Former House Speaker Takes Radio Job

POSTED: 6:22 pm EST January 11, 2007
UPDATED: 4:59 pm EST January 15, 2007

Former House Speaker Tom Finneran, disgraced by a felony conviction, begins a new life next month as a radio talk show host.

WRKO announced its deal with Finneran Thursday. He will begin hosting a new morning talk show starting Feb. 12. Finneran has resigned from his post as president of the Biotechnology Council.

NewsCenter 5's Natalie Jacobson sat down Thursday with Finneran to talk about how he is dealing with a very public fall from grace.

"It was quite a fall, Mr. Speaker," Jacobson said.

"I wouldn't characterize it as a fall. It's a blemish. It's a blemish. This mistake that I made, to which I have pled and taken full responsibility and expressed my regret, is a couple of million dollars by the time we are done.
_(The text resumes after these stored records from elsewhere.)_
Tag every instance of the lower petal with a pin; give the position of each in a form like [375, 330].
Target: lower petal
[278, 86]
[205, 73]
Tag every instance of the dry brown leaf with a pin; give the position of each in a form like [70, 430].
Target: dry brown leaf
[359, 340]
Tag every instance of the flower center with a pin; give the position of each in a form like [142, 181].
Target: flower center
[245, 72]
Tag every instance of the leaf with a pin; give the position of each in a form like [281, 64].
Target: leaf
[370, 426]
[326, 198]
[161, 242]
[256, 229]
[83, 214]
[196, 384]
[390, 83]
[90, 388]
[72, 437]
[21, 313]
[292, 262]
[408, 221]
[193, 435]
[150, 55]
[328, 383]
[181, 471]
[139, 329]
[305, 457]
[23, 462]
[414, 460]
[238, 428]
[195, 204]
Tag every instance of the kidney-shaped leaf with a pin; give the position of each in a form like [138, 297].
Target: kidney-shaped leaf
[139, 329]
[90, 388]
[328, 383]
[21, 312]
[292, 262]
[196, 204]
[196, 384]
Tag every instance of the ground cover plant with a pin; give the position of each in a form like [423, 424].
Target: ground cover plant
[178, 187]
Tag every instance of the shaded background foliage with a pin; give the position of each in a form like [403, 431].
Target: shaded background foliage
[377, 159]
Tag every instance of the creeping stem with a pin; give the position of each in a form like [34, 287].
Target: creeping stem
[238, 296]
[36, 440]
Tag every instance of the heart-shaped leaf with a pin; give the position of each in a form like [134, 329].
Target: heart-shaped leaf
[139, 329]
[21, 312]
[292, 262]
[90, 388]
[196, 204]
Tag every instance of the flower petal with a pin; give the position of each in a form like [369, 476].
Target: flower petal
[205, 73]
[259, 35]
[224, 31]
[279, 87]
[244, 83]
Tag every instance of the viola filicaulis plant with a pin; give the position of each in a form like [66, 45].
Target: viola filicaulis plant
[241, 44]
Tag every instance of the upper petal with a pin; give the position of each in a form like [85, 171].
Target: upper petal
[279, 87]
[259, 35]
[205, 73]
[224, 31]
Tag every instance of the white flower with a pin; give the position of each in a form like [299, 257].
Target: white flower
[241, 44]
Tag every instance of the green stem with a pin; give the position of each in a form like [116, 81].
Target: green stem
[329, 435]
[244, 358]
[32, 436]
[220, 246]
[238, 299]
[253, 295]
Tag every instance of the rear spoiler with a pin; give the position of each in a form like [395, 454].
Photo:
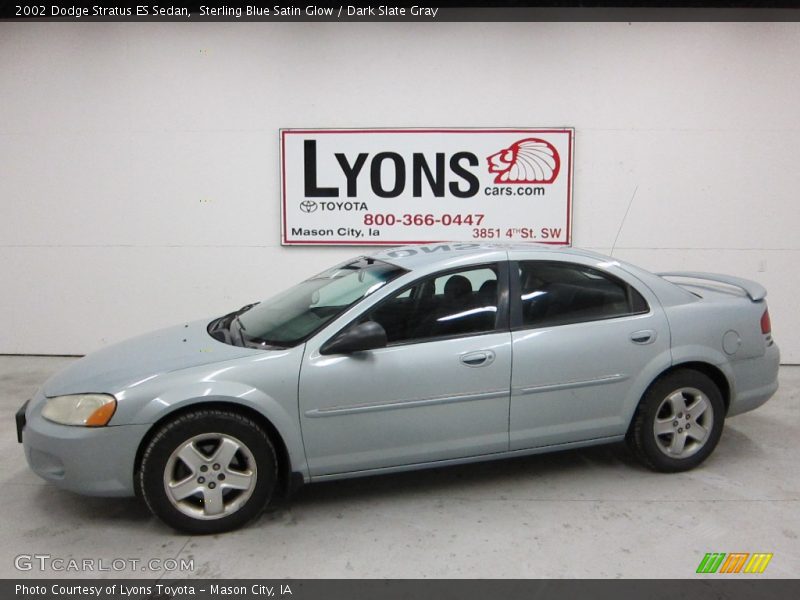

My dad was a rug and an upholstery cleaner. I am a pretty simple kid at heart. When I think of the price -- just the financial price -- but as I said a moment ago, the reputation, the damage that I did to a record that was, in most people's eyes, a darn good record, that hurts. And it hurts the most because it was done by my own hand, my own stupidity, my own being drawn in a combative way. There was no reason for me to be combative. We had done nothing wrong. But I was combative about it, in part, because the underlying accusation was, 'You are a racist.' And when someone says that to you in the United States of America, that triggers all sorts of emotion. It triggered a lot of emotion in me. I tried to explain it to the judge in my own limited ability and through my tears last Friday," he said.

"At this moment, if you had a word to describe the emotion running through Tom Finneran?" Jacobson said.

"I couldn't do it in a word. It's kind of a mixed bag -- disappointment at my mistakes, recognition of my mistakes, but at the same time a sense of excitement," Finneran said.

For Finneran, life moves on. He said that he'll work to get his right to practice law reinstated -- if it is taken as expected. But he has lost his right to vote forever.